- Traditional Chinese: 支謙
- Simplified Chinese: 支谦

Standard Mandarin
- Hanyu Pinyin: Zhī Qiān
- Wade–Giles: Chih^{1} Ch'ien^{1}

= Zhi Qian =

3rd-century Chinese Buddhist translator

Zhi Qian (支謙 (Zhī Qiān); fl. 222–252 CE) was a Chinese Buddhist layman of Yuezhi ancestry who translated a wide range of Indian Buddhist scriptures into Chinese. He was the grandson (or according to another source, the son) of an immigrant from the country of the Great Yuezhi, an area that overlapped to at least some extent with the territory of the Kushan Empire. According to the Chinese custom of the time, he used the ethnonym "Zhi" as his surname, to indicate his foreign ancestry.

Of all the translators to take part in the study of Buddhist texts during this period, Zhi Qian has been described as the "most versatile" and "most prolific".

==Life==
Zhi Qian was born in Luoyang to a notable family of Yuezhi origin. The medieval biographer, Sengyou, stated that Zhi Qian's grandfather was a Yuezhi named Fadu who along with "several hundreds" of his fellow countrymen, submitted himself before Emperor Ling of Han. As a reward "he was honored [by the Han court with the title] shuai shan zhonglang jiang (率善中郎將)".

At an early age Zhi Qian became a disciple of Zhi Liang, who in turn had been a disciple of the famous translator of Mahāyāna scriptures, Lokakṣema (fl. c. 168–189 CE), who was likewise of Yuezhi ancestry. Toward the end of the Han dynasty, as chaos spread throughout the north, Zhi Qian migrated with several dozens of his countrymen to the southern Wu kingdom. Settling first at Wuchang, then in Jianye after 229 CE. According to the earliest extant biography, contained in Sengyou's Chu sanzang ji ji, completed c. 518 CE, the Wu ruler, Sun Quan was so impressed with Zhi Qian's abilities that he appointed him tutor to the crown prince.

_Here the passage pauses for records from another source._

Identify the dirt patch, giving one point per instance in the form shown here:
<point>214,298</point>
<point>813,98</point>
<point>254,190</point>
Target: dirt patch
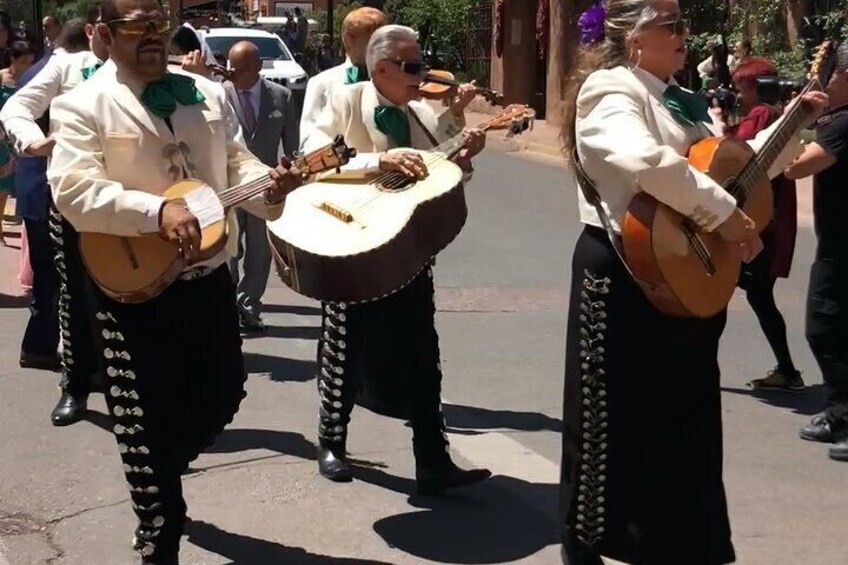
<point>20,524</point>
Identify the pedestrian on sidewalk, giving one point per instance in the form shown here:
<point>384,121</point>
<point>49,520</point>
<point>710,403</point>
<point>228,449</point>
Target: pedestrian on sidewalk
<point>759,277</point>
<point>82,55</point>
<point>827,297</point>
<point>642,440</point>
<point>21,55</point>
<point>174,363</point>
<point>268,119</point>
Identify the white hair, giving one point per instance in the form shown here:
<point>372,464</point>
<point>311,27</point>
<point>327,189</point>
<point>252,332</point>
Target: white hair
<point>383,44</point>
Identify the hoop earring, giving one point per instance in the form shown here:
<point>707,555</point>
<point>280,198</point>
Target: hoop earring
<point>638,59</point>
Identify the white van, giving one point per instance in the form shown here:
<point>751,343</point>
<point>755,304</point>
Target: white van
<point>278,64</point>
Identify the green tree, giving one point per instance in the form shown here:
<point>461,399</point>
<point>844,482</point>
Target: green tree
<point>66,10</point>
<point>442,25</point>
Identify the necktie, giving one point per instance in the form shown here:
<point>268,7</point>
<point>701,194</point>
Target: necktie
<point>249,114</point>
<point>88,71</point>
<point>687,108</point>
<point>356,74</point>
<point>392,121</point>
<point>161,96</point>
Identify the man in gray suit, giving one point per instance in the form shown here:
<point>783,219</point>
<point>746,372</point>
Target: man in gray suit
<point>270,125</point>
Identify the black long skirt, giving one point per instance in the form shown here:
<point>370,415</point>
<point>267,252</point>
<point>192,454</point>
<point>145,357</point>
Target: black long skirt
<point>642,443</point>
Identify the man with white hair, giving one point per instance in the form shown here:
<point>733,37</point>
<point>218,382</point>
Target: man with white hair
<point>357,28</point>
<point>389,348</point>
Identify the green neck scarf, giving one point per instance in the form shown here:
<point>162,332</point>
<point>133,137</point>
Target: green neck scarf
<point>162,96</point>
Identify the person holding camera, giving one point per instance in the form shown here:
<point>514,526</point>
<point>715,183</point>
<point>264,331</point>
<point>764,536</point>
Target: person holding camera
<point>758,109</point>
<point>827,298</point>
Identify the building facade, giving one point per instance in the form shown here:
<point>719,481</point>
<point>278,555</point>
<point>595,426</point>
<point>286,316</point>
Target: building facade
<point>533,42</point>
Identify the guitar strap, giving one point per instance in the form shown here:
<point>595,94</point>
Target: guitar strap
<point>592,197</point>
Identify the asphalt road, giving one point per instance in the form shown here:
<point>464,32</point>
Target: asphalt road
<point>256,498</point>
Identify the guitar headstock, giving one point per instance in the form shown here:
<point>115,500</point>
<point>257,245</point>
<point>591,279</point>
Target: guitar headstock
<point>515,118</point>
<point>824,63</point>
<point>333,156</point>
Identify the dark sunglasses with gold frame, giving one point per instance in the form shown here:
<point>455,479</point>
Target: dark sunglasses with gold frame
<point>135,26</point>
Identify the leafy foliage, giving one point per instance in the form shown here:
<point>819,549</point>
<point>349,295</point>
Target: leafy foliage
<point>442,25</point>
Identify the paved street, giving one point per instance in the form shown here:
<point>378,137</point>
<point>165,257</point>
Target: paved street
<point>255,498</point>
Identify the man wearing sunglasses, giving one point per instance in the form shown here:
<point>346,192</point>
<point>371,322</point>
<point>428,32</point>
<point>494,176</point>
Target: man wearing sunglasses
<point>60,74</point>
<point>357,28</point>
<point>388,347</point>
<point>174,367</point>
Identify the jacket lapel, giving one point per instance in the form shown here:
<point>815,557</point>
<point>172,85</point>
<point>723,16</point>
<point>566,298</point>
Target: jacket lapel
<point>368,104</point>
<point>266,106</point>
<point>132,106</point>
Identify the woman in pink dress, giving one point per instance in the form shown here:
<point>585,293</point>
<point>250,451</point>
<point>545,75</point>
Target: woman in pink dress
<point>758,277</point>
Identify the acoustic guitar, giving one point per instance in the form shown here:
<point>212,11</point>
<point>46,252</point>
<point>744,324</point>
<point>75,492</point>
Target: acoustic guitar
<point>687,272</point>
<point>358,241</point>
<point>136,269</point>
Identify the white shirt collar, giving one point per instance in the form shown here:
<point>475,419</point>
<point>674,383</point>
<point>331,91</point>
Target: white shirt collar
<point>655,85</point>
<point>385,101</point>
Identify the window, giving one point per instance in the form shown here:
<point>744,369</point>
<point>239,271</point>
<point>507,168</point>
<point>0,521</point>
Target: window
<point>270,48</point>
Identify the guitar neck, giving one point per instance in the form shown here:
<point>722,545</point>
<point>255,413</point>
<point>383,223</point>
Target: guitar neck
<point>454,145</point>
<point>772,148</point>
<point>312,163</point>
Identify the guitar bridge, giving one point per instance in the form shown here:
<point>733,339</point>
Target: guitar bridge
<point>337,212</point>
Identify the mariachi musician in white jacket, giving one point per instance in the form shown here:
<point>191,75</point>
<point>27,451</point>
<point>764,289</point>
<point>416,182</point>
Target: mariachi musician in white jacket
<point>61,74</point>
<point>389,344</point>
<point>357,28</point>
<point>174,364</point>
<point>642,440</point>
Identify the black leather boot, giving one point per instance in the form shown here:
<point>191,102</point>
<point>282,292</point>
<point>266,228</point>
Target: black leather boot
<point>434,479</point>
<point>332,463</point>
<point>169,560</point>
<point>69,409</point>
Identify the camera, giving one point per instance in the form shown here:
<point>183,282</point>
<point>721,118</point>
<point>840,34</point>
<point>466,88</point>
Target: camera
<point>776,90</point>
<point>725,99</point>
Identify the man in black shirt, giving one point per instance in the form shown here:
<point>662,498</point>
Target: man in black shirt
<point>827,298</point>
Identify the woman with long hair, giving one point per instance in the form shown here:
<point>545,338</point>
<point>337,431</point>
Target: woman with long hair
<point>21,55</point>
<point>642,442</point>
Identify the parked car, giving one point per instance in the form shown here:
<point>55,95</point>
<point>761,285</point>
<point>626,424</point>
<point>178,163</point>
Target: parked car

Toward the end of his life, Zhi Qian became an upāsaka, taking the five lay precepts and retiring to a monastic environment in the mountains. When he died at the age of sixty (in 252 CE or shortly after), the Wu ruler of the time, Sun Liang, is said to have written a letter to the monastic community mourning his death.

==Works==
Though it seems likely that Zhi Qian had already begun translating Buddhist texts while in the northern capital of Luoyang, the bulk of his translation activity was carried out in the south. His translations—of which more than two dozen are extant today—span a wide range of genres and include both Mahāyāna and non-Mahāyāna scriptures. Among them are a number of āgama texts (i.e., non-Mahāyāna sūtras corresponding to scriptures found in the sutta section of the Pāli canon), didactic verses (including a version of the Dharmapada and the *Arthapada, corresponding to the Pāli Aṭṭhakavagga), a biography of the Buddha, and several Mahāyāna sūtras, of which some of the most famous are the Vimalakīrtinirdeśa, the Larger Sukhāvatīvyūha (dealing with the Pure Land of Amitābha), the Shorter Perfection of Wisdom scripture (corresponding to the Sanskrit Aṣṭasāhasrikā-prajñāpāramitā), and an early version of what subsequently became the Buddhāvataṃsaka.

It is extremely difficult to characterize Zhi Qian's translation style, for the corpus of his authentically attributed works ranges from elegant literary creations, in which most foreign names and terms are translated into Chinese, to much more cumbersome productions which bristle with multisyllabic transcriptions of Indian words. It seems likely that translations of the latter type, which resemble those produced by Lokakṣema, may have been produced early in his career when Zhi Qian was still an active member of the circle of Lokakṣema's heirs; the more literary works in Zhi Qian's corpus appear to have been produced after his move to the south, and they share many stylistic features with the work of his Wu-kingdom contemporary, Kang Senghui (fl. 247–280 CE). In particular, both Zhi Qian and Kang Senghui freely included indigenous Chinese religious terminology in their work. An additional factor in Zhi Qian's case was that he revised a number of translations produced by his predecessors (especially Lokakṣema), which—together with his own apparent preference for variety—may have contributed to the inconsistencies in his vocabulary and style.